Search code examples
pyspark

Modify values of array columns


I have two columns in a df and I want to transform some of their values based on some conditions. These columns are outcomes of collect_set aggregations so I have the option to apply some transformation beforehand without needing to explode again.

More specifically let's say the Dataframe looks like this table:

df = [
 (1,["0","1","2"],["10"]),
 (2,["0"],["20"]),
 (3,["3"],[null])
]

I want to transform it so:

  1. if arr1 column has more than 1 elements, remove the '0' if it exists. if '0' is the only element then keep it.
  2. if arr2 is has no elements, then pass a default value to it.

I tried to apply size(col1) to these columns but I am getting a Column not iterable error. exploding again the arrays and collecting their sets their options is really not an option to me for performance reasons so I have to either be creative beforehand or apply the transformations somehow directly to the arrays but in a cost efficient way.

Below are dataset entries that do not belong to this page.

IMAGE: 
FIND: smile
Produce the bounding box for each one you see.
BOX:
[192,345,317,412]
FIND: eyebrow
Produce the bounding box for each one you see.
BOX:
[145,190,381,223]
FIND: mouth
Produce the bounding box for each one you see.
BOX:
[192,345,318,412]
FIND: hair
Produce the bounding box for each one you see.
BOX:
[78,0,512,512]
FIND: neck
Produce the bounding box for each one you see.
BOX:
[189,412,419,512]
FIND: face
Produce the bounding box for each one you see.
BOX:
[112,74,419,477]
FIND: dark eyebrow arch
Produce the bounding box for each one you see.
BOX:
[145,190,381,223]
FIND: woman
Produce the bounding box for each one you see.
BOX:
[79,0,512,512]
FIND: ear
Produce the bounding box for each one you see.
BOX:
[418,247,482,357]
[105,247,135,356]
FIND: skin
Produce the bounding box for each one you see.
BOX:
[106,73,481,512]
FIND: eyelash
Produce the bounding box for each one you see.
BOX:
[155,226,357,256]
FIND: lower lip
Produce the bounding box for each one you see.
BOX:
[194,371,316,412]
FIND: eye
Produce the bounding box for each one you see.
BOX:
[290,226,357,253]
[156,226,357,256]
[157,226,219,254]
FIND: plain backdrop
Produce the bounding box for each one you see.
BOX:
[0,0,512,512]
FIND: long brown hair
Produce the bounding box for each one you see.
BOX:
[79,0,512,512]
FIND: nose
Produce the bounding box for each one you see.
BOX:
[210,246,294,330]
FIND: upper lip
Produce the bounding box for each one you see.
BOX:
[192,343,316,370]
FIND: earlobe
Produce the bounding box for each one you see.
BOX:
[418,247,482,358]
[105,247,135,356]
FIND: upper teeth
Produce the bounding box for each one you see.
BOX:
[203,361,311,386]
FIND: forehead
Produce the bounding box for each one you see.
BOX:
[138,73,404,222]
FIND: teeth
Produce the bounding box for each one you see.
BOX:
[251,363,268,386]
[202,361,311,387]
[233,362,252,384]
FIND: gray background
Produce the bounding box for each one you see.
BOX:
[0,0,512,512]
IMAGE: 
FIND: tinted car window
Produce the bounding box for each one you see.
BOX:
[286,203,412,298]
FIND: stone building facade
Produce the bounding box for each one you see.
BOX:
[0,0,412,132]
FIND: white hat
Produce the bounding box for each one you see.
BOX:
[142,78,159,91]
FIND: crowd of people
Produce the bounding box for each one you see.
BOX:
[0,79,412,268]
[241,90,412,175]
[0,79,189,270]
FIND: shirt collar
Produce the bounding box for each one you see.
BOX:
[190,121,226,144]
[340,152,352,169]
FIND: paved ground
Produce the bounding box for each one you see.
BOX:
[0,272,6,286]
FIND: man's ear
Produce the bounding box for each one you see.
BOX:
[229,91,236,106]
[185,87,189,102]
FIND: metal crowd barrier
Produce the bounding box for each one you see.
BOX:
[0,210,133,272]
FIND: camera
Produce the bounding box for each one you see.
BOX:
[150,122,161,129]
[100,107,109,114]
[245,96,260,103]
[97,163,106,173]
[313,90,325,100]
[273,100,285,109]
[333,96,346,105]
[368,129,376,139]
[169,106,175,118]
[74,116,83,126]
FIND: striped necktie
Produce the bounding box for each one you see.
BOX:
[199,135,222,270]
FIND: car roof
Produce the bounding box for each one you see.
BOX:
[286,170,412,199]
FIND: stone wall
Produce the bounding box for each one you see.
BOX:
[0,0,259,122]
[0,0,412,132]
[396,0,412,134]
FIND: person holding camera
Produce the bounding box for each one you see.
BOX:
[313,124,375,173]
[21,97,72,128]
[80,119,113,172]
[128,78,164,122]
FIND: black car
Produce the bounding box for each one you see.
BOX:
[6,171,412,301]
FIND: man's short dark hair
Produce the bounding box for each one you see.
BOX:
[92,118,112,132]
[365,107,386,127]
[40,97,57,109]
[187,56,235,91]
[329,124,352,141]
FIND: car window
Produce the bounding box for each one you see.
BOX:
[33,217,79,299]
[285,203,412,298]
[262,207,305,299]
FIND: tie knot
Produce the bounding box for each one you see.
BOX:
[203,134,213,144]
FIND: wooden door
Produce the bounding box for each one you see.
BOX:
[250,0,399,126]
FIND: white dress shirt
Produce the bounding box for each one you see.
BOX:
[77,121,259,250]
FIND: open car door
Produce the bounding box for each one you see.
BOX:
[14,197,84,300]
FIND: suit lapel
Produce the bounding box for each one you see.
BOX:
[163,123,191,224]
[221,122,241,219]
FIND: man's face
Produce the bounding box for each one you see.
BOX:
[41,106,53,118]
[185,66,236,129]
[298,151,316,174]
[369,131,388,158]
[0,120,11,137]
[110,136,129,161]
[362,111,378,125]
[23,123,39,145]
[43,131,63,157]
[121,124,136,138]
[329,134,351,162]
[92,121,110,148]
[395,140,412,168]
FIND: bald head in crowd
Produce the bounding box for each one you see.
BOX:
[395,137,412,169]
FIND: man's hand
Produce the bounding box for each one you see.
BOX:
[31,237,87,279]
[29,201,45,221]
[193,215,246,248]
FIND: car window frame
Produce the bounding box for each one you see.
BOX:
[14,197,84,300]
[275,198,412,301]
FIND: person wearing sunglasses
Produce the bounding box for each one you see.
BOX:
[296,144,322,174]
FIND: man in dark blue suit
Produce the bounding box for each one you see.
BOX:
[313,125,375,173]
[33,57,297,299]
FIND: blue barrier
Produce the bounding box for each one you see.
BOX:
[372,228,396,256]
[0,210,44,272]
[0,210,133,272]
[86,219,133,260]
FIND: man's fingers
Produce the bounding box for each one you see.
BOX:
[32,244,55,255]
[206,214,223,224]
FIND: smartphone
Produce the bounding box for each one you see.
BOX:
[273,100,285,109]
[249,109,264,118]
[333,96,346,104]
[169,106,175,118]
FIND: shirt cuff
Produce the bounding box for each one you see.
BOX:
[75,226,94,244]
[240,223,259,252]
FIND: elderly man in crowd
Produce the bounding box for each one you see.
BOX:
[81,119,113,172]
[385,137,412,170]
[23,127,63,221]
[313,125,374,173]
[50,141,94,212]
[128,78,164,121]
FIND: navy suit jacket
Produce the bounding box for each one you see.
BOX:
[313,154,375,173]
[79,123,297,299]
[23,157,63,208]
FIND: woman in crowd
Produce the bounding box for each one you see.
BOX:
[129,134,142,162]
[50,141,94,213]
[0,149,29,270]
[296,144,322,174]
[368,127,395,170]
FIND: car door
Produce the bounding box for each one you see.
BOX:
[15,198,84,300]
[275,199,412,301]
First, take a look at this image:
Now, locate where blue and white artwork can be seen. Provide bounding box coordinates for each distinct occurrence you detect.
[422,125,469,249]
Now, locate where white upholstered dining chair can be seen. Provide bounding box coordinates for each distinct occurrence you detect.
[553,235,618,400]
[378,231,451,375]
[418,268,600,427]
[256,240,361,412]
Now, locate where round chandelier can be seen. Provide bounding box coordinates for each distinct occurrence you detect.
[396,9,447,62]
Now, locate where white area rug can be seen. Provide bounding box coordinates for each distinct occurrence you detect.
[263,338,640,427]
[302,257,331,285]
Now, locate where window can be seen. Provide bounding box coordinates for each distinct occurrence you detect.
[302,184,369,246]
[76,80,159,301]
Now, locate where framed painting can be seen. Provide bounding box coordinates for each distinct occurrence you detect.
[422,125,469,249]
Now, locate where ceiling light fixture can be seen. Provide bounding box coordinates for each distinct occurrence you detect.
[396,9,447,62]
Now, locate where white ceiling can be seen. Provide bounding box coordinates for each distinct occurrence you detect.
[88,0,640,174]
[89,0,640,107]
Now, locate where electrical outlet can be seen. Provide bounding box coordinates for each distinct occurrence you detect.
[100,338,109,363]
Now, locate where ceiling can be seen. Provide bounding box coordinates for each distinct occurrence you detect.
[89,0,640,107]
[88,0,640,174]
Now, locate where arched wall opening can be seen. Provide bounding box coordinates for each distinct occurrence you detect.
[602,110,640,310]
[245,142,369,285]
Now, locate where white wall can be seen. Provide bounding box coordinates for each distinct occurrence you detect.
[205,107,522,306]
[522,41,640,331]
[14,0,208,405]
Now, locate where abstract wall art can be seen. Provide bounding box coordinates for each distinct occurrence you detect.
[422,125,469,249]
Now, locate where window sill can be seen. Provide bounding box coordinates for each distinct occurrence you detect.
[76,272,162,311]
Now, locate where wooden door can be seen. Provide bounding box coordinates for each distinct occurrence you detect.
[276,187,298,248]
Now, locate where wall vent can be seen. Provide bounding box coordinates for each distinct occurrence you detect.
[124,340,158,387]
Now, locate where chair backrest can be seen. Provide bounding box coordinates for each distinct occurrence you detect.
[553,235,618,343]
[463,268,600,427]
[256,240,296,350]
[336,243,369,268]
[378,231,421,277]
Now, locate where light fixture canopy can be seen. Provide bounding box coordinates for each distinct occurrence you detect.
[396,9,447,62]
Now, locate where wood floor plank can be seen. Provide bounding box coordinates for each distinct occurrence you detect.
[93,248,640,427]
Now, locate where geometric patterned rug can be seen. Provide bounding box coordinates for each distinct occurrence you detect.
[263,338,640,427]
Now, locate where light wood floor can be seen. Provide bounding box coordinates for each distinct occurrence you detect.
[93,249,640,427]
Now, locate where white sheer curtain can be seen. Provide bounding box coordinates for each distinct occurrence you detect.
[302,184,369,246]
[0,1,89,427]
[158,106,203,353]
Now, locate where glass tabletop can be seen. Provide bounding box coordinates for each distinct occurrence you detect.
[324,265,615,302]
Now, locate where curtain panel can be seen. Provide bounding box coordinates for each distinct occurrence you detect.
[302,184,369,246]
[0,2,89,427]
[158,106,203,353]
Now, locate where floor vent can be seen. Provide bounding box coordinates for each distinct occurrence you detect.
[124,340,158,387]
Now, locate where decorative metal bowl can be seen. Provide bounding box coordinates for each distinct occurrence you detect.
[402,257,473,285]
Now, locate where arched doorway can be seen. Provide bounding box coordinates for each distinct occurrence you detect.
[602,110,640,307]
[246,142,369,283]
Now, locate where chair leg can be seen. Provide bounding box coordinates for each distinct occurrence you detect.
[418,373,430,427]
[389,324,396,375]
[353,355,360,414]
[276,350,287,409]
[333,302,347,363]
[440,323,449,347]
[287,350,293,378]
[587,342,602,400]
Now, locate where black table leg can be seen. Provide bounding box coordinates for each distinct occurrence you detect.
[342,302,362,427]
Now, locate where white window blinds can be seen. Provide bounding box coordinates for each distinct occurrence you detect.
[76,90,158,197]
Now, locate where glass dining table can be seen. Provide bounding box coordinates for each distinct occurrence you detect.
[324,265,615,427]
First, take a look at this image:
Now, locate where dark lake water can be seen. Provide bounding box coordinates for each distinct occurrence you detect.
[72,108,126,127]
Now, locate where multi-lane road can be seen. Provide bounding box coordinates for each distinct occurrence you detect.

That being said, the wished outcome will be:

df = [
 (1,["1","2"],["10"]),
 (2,["0"],["20"]),
 (3,["3"],["default_value"])
]

ordering is not important


Solution

  • use size,higher order array functions to filter out the 0 from array elements without exploding.

    Example:

    df = spark.createDataFrame([(1,["0","1","2"],["10"]),(2,["0"],["20"]),(3,["3"],[None])],['id','arr','arr1'])
    df.withColumn('arr',when(size(col("arr"))>1,expr("filter(arr, x -> x != 0)")).otherwise(col("arr"))).show(10,False)
    #+---+------+------+
    #|id |arr   |arr1  |
    #+---+------+------+
    #|1  |[1, 2]|[10]  |
    #|2  |[0]   |[20]  |
    #|3  |[3]   |[null]|
    #+---+------+------+